The Witch and the Tsar is Olesya Salnikova Gilmore’s intriguing debut. It has been published in the US for a few months, but the UK edition was just released in December – both have their own gorgeous covers, doing the story justice. The Witch and the Tsar is historical fantasy, weaving the complex stories around Baba Yaga into the establishment of the Tsardom in Russia – the story is largely set during the reign of Ivan IV (Ivan the Terrible), the first Tsar of Russia. It is a well-written and compelling story, focused on atmosphere. And that makes The Witch and the Tsar a perfect read for this time of year.
I loved seeing more of Baba Yaga – and having her be a complex and morally ambiguous character, struggling with her role in the world and society.

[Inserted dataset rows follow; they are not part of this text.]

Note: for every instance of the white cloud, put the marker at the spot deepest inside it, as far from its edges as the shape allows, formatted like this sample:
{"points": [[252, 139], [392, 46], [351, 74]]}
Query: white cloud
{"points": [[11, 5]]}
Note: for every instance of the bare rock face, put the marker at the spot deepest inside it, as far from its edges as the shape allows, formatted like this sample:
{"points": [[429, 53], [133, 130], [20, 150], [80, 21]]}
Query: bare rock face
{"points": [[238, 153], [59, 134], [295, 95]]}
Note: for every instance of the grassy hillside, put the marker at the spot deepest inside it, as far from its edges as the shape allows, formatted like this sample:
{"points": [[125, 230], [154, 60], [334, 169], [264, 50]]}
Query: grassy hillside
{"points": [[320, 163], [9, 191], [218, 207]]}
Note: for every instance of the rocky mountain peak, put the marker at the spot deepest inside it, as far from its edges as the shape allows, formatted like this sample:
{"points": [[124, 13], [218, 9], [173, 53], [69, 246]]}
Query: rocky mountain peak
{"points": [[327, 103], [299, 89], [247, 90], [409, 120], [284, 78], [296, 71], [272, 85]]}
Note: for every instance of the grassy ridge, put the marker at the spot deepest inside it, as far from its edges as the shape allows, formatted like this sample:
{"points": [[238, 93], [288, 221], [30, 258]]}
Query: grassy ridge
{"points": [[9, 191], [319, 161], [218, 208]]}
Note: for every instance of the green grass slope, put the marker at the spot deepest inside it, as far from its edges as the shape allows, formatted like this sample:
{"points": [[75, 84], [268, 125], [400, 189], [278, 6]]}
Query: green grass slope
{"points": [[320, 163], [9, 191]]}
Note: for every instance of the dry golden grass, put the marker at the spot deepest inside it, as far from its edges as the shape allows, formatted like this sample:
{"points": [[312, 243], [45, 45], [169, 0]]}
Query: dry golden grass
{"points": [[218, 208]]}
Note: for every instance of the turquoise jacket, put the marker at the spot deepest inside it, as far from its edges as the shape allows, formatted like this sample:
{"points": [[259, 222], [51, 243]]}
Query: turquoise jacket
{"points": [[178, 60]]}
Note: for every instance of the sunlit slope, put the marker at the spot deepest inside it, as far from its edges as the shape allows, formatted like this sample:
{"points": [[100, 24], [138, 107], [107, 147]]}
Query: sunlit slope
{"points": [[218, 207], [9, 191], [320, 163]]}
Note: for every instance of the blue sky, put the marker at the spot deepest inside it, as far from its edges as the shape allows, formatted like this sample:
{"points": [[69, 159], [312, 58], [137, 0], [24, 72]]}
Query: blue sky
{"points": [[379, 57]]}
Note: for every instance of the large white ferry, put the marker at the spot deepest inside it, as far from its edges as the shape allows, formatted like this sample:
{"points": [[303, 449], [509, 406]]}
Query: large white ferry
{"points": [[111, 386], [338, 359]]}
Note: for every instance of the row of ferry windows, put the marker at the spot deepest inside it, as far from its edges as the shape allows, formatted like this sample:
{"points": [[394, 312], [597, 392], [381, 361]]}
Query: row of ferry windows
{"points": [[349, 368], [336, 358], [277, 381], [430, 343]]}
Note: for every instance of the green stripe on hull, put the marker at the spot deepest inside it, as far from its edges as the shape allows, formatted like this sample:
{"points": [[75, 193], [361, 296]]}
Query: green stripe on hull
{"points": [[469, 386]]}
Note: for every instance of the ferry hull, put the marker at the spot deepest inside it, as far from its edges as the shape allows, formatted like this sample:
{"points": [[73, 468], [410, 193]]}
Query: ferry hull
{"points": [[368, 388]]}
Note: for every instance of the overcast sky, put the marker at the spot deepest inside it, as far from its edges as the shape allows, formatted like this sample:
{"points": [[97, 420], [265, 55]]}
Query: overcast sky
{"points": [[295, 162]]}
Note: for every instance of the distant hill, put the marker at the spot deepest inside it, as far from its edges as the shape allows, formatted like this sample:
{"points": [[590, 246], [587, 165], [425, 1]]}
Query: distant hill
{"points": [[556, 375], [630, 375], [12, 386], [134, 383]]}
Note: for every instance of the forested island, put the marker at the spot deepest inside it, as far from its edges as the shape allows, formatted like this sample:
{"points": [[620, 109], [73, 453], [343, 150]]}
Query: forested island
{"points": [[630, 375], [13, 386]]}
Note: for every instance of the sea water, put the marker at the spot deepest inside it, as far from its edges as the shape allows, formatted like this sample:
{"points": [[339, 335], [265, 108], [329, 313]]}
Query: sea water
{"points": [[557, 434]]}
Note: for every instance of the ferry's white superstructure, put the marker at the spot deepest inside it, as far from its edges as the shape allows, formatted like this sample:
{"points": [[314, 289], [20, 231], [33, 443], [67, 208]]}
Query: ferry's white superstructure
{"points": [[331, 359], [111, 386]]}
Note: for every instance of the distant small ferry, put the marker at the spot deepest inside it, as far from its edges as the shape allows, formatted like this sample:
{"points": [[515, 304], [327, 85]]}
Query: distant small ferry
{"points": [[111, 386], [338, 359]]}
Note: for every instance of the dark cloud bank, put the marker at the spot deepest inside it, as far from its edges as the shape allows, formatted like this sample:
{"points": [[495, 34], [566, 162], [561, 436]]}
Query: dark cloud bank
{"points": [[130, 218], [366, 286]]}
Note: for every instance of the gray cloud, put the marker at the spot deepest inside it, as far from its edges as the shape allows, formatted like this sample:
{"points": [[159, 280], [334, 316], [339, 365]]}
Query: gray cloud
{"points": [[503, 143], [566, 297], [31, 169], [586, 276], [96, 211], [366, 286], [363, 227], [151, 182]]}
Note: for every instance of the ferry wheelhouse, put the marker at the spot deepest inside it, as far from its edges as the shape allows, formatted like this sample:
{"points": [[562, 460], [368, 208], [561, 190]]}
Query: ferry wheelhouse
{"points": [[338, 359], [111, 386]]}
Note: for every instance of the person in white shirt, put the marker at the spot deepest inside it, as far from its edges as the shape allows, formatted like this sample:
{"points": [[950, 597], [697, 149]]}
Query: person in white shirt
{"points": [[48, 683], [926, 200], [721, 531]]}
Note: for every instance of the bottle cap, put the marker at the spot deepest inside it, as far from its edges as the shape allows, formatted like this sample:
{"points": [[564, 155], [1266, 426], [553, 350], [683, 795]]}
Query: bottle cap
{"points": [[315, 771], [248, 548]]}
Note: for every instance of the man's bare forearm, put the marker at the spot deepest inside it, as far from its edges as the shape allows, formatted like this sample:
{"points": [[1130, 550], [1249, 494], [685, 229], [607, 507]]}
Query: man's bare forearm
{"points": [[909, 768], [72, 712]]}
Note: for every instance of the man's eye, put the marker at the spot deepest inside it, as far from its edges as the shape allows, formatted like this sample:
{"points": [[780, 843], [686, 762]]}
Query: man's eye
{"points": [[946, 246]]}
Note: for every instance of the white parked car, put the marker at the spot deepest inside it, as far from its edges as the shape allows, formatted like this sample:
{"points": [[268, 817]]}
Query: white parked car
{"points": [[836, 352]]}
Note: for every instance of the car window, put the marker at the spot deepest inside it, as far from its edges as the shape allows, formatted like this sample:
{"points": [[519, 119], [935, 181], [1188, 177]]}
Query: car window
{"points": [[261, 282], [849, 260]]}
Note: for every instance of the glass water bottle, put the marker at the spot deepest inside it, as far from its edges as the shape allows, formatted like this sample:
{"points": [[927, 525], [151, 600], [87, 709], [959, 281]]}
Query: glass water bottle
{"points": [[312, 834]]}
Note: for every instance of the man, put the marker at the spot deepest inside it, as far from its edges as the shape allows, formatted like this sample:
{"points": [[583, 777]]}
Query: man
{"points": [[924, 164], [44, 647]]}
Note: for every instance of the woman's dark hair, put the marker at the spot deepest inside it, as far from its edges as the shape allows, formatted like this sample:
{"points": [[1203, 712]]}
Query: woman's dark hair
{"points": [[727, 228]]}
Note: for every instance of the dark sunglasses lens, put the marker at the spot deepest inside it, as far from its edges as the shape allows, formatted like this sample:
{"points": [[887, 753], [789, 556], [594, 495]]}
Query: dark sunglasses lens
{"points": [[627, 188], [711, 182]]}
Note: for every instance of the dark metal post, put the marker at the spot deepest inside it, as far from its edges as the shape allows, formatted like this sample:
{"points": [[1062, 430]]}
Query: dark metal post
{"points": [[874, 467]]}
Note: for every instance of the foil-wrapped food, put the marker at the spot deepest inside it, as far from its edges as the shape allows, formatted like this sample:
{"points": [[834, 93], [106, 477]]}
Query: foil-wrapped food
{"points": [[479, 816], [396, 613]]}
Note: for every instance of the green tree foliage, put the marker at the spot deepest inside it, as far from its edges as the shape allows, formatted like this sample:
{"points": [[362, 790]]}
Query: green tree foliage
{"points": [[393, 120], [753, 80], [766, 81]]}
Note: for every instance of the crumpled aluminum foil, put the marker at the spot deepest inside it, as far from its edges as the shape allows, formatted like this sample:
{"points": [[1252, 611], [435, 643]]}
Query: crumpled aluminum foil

We tend to only ever hear a very one-sided portrayal of her as the hag living in the house with chicken legs, and this Yaga is far more than that. She is a woman, a mother and a lover. She cares and she fights, she tries to help but also pushes boundaries and struggles. I also found the way the story was embedded in its historical context worked well. It wasn’t overloaded with minute detail, but rich enough to evoke a lush atmosphere, with information in all of the right places.
What I felt didn’t work quite as well was the pacing and with it, character development in its deeper nuances. As the book spans a long period of time, the story taking place over the course of decades, with Yaga being ageless before that, the individual moment is given less significance in the scheme of things. I found that that led to uneven pacing and less personal connection throughout the story. Spending more time on a limited timespan would have helped even this out and created a more coherent story. I understand that this followed Yaga throughout the course of Ivan’s reign, and chronicled their ongoing relationship and interactions – but to me, it lost narrative tension in this broad remit, and I wished it had been more concerned with a smaller scale story, but fleshed it out more.
While I enjoyed reading this a lot, and found a lot of the individual elements worked really well, as a whole, not everything worked together perfectly. Pacing and tension was at times awkward, though the story was still compelling and the atmosphere made up for a lot. There was a clear focus on Yaga and her character to the detriment of others due to the scale of the project. The Witch and the Tsar is certainly a promising debut, by a writer to watch. It’s not a perfect book, but one to go into with awareness of its flaws and one that will work well for readers who love vibes and atmosphere over pacy plot.